Where he has established a particular reputation is in the making of big pots. For a long time now it has remained central to his working practice; a kind of meditation in action, limited only by whether he can move his labours by himself, since he has more often than not been working alone. This obsession – if he would let me call it that – began under the vigilant eye of Michael Cardew, with whom Bayer spent three emphatic years at the very start of his career, and who quickly realised the indefatigable talents of his ward. Cardew, too, liked to make big pots; and he was generous enough to let Bayer not only make, but also occasionally fire his own large work after showing him how to properly coil from a thrown base.
At 73 (you would not think it), the weathering to his body by years of what has been, effectively, hard labour now finds him at the end of this journey. Making the pots, as he points out, is easy enough; but moving them is another matter entirely, and though naturally fit he is a slight man: ‘I can’t use brute force; I’ve got to kind of think my way around moving things.’ Bayer’s potting at scale came to its peak in 2004 with a series of extremely large vessels made for an exhibition. The show was an unmitigated disaster: a second, simultaneous, display in a separate venue drew all attention away from his exhibits. There were no staff to watch over the pots, and vandals broke in twice to push them off their plinths. Bayer’s insurance pay-outs were the only recorded sales of the show.
Huge, monumental jars by Svend Bayer, among the largest he has ever made. All were thrown, coiled, and paddled by hand and wood-fired in Bayer's anagama kiln.
The series returned instead to Bayer’s garden at Duckpool, where they became a permanent feature; they now stand as a monumental record of a time in his career, the last really big pots he ever made. All will be on display at Goldmark for the opening of Bayer’s March 2020 exhibition.
Huge jars by Svend Bayer
Joining them is a very special selection of work. These will be the first pots by Bayer we have received in eight years, the very best pots put aside from three years of firing at Kigbeare – an ‘embarrassment’, Bayer calls them, with typical humility; a word I’ve only ever heard used collectively of riches. I will leave the task of discussing their finer details to David Whiting, who is set to author what will be our 47th pottery monograph. But my impression from the work I have seen so far, and what I thought unthinkable as I walked around that exceptional 2012 exhibition, is that Bayer has surpassed himself.
Much wood-fired work is all surface; an encrustation of glass lobes and delirious rivers of ash. But in Bayer’s pots, you never feel overwhelmed by the extraordinary effects of his kiln, the intense violence inflicted on large vases and vessels in the firebox. ‘No amount of wood firing will help a bad shape’, he has said in the past; it was his sense of form, his prowess on the wheel, that prompted Cardew to describe him as a ‘force of nature’, and form is forever at the forefront of his mind.

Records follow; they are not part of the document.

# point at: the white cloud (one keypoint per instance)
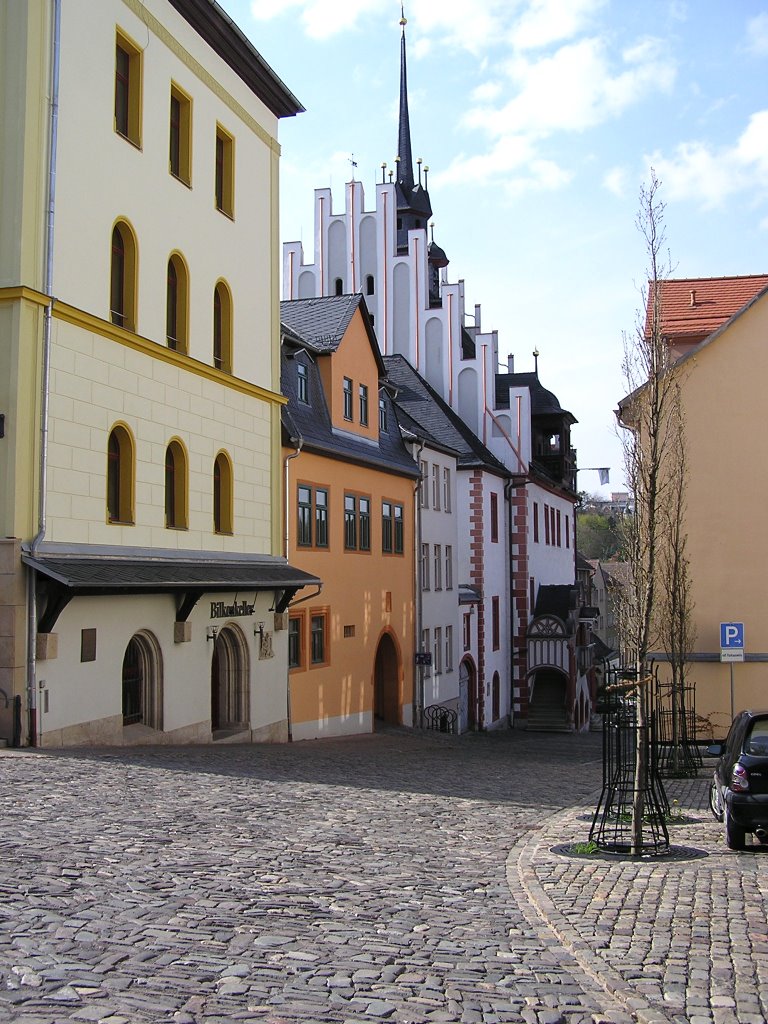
(704, 173)
(548, 22)
(757, 31)
(320, 18)
(614, 180)
(574, 88)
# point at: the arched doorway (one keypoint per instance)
(467, 695)
(547, 711)
(387, 682)
(142, 681)
(229, 682)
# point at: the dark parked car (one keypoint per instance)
(739, 786)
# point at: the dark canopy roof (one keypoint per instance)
(76, 572)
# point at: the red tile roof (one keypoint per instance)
(693, 307)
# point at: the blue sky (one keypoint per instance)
(540, 121)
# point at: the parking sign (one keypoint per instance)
(731, 641)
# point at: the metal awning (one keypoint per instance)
(187, 574)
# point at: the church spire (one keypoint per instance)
(414, 209)
(404, 156)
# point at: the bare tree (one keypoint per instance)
(653, 452)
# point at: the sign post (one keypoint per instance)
(731, 649)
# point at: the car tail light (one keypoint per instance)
(739, 779)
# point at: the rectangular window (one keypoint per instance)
(224, 179)
(364, 521)
(304, 536)
(436, 487)
(179, 156)
(312, 508)
(295, 642)
(321, 517)
(399, 538)
(302, 383)
(347, 388)
(88, 645)
(350, 522)
(318, 638)
(363, 398)
(128, 89)
(437, 651)
(386, 527)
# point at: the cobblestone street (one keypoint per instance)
(391, 877)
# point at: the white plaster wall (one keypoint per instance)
(100, 177)
(548, 563)
(87, 691)
(96, 382)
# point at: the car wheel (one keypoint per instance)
(734, 835)
(716, 801)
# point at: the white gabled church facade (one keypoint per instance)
(388, 254)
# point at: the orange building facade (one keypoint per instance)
(350, 500)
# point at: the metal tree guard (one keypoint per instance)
(612, 821)
(679, 754)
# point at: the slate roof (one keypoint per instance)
(543, 402)
(556, 599)
(693, 307)
(322, 323)
(423, 412)
(312, 330)
(225, 38)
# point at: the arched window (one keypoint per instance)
(223, 495)
(175, 486)
(176, 303)
(123, 276)
(222, 328)
(120, 475)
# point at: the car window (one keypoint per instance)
(757, 740)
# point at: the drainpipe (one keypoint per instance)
(35, 732)
(298, 440)
(419, 689)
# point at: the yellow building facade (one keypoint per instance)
(142, 587)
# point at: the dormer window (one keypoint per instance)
(303, 384)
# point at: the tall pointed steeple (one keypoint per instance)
(404, 156)
(414, 208)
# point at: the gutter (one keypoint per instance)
(35, 732)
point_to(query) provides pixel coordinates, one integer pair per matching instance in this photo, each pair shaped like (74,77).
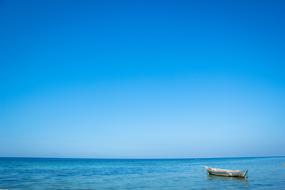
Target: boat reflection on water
(243,181)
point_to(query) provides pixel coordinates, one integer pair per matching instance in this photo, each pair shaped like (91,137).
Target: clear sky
(142,79)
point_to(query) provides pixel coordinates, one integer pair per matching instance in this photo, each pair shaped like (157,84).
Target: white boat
(226,173)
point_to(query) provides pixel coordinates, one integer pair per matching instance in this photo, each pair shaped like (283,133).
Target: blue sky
(142,79)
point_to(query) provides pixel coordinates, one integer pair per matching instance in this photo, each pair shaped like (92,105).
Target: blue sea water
(40,173)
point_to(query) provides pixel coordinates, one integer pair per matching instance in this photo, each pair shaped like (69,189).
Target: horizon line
(94,158)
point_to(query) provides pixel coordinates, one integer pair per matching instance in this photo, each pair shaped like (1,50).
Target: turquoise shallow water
(36,173)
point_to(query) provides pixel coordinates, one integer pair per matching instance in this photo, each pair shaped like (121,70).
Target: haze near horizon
(142,79)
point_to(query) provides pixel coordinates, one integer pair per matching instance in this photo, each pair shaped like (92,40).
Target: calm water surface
(27,173)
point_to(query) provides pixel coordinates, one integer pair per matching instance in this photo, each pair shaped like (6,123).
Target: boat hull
(226,173)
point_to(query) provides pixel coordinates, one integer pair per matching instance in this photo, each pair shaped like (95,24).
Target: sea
(138,174)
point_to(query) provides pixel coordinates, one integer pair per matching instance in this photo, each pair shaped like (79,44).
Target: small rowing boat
(226,173)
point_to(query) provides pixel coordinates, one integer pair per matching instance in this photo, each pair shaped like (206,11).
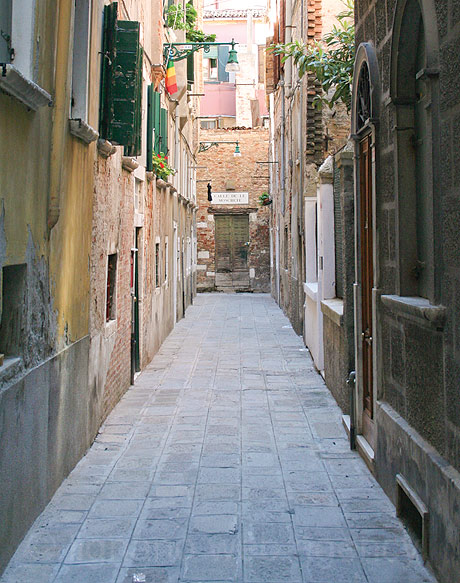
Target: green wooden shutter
(156,106)
(107,66)
(121,86)
(125,86)
(150,126)
(164,131)
(222,63)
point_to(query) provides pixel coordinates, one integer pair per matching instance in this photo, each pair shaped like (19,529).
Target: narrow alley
(226,461)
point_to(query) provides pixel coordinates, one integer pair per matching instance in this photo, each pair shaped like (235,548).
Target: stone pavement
(226,461)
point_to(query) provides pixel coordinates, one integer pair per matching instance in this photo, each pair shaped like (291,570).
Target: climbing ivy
(177,20)
(331,60)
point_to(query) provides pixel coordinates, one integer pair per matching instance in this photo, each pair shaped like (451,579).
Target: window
(261,60)
(80,64)
(214,64)
(17,25)
(13,318)
(19,53)
(213,72)
(286,248)
(157,126)
(121,82)
(157,264)
(110,312)
(209,124)
(414,90)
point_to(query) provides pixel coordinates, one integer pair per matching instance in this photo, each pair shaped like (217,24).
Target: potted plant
(161,167)
(264,199)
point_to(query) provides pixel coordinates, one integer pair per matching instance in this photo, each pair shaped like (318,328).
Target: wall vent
(413,513)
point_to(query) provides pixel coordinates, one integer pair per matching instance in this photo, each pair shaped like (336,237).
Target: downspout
(61,109)
(288,63)
(283,161)
(302,155)
(179,206)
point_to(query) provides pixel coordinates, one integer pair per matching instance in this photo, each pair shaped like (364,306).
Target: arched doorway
(414,93)
(364,130)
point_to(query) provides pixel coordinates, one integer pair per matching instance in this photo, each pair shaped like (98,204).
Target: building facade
(97,253)
(233,228)
(407,202)
(302,136)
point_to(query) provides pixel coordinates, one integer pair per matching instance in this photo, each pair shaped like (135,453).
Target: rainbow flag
(170,82)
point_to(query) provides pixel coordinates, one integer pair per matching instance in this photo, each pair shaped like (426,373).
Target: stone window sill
(418,308)
(27,92)
(105,148)
(333,309)
(311,290)
(80,129)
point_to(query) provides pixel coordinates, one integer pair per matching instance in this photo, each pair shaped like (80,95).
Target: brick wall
(113,217)
(246,176)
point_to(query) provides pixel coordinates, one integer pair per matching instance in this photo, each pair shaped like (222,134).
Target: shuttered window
(164,131)
(222,60)
(338,234)
(121,88)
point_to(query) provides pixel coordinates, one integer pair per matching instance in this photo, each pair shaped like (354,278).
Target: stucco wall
(419,364)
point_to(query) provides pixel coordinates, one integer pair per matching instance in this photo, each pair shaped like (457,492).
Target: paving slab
(225,462)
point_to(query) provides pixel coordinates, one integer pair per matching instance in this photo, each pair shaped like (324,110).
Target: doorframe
(366,56)
(232,214)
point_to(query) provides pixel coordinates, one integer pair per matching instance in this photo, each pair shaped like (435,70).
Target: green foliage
(331,60)
(176,20)
(161,167)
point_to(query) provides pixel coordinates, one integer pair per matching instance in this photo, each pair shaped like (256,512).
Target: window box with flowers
(161,167)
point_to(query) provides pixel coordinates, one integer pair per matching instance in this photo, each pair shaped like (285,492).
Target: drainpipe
(288,33)
(61,109)
(302,155)
(283,161)
(351,382)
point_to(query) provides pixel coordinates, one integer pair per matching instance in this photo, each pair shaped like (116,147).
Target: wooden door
(367,283)
(232,243)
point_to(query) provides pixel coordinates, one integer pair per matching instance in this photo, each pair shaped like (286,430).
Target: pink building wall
(219,99)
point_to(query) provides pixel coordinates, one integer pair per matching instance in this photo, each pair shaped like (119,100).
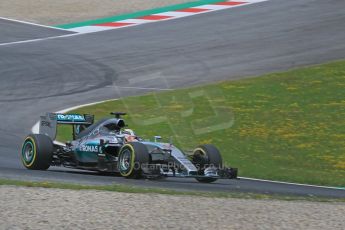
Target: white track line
(38,39)
(288,183)
(31,23)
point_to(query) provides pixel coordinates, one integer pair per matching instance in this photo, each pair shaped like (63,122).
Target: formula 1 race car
(107,146)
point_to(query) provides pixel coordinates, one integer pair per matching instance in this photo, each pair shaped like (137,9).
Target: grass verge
(135,189)
(286,126)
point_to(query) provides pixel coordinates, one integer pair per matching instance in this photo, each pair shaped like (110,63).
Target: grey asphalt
(230,44)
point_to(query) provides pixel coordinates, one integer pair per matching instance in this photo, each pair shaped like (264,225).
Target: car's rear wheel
(132,158)
(205,156)
(37,151)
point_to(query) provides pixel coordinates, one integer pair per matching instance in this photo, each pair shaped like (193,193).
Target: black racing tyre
(132,157)
(37,152)
(205,156)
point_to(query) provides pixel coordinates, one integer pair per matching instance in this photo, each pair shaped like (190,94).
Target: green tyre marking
(28,152)
(129,170)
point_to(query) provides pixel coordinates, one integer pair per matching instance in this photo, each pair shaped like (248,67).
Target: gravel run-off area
(52,12)
(39,208)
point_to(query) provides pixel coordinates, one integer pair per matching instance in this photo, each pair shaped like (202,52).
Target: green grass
(135,189)
(283,126)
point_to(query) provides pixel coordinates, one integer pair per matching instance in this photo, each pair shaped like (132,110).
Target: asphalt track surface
(50,75)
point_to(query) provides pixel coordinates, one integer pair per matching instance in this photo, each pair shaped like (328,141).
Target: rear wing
(49,122)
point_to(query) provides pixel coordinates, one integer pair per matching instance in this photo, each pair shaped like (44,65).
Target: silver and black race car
(108,146)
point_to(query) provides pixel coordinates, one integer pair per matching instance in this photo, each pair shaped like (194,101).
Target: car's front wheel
(132,158)
(37,151)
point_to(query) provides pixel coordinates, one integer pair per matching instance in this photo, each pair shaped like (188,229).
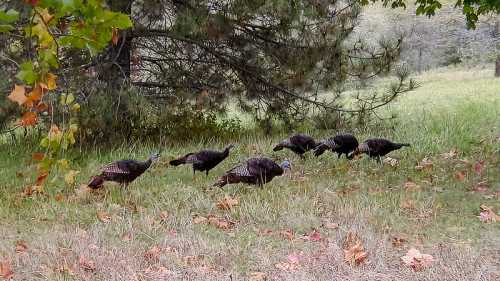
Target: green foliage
(472,9)
(134,117)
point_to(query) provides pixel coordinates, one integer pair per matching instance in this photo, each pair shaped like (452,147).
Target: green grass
(454,109)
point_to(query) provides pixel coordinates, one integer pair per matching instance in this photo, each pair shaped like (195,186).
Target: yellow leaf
(51,81)
(17,95)
(29,119)
(69,178)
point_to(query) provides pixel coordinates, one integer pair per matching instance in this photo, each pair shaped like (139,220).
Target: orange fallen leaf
(424,164)
(21,246)
(103,216)
(86,264)
(220,223)
(5,270)
(29,119)
(163,216)
(451,154)
(460,176)
(393,162)
(287,234)
(479,167)
(42,176)
(411,186)
(292,263)
(331,225)
(18,95)
(59,197)
(257,276)
(417,260)
(153,253)
(227,203)
(487,215)
(398,240)
(354,252)
(199,219)
(314,235)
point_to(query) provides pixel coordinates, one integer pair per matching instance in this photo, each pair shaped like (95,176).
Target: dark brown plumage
(299,144)
(123,171)
(376,148)
(256,171)
(204,160)
(341,144)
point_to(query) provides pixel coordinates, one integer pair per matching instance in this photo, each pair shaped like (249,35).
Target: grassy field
(148,231)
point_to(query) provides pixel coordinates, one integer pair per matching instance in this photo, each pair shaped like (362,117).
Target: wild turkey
(341,144)
(299,144)
(256,171)
(377,148)
(123,171)
(204,160)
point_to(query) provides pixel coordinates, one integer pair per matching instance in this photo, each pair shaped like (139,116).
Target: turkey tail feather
(221,182)
(96,182)
(177,162)
(320,150)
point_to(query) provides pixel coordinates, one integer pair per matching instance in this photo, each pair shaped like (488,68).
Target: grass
(454,109)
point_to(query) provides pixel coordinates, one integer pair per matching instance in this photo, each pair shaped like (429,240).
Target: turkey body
(376,148)
(123,172)
(341,144)
(257,171)
(204,160)
(299,144)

I can think only that these new pots are like planets. That in their swirls of wood ash, seas of celadon blue and green, scallop shell skeletons raised like white cliffs from the foam, they are like living globes of constellatory importance. My fingers are drawn over them by their tips like ships looking for safe passage to new and distant lands. As I did eight years ago, I feel I have arrived again.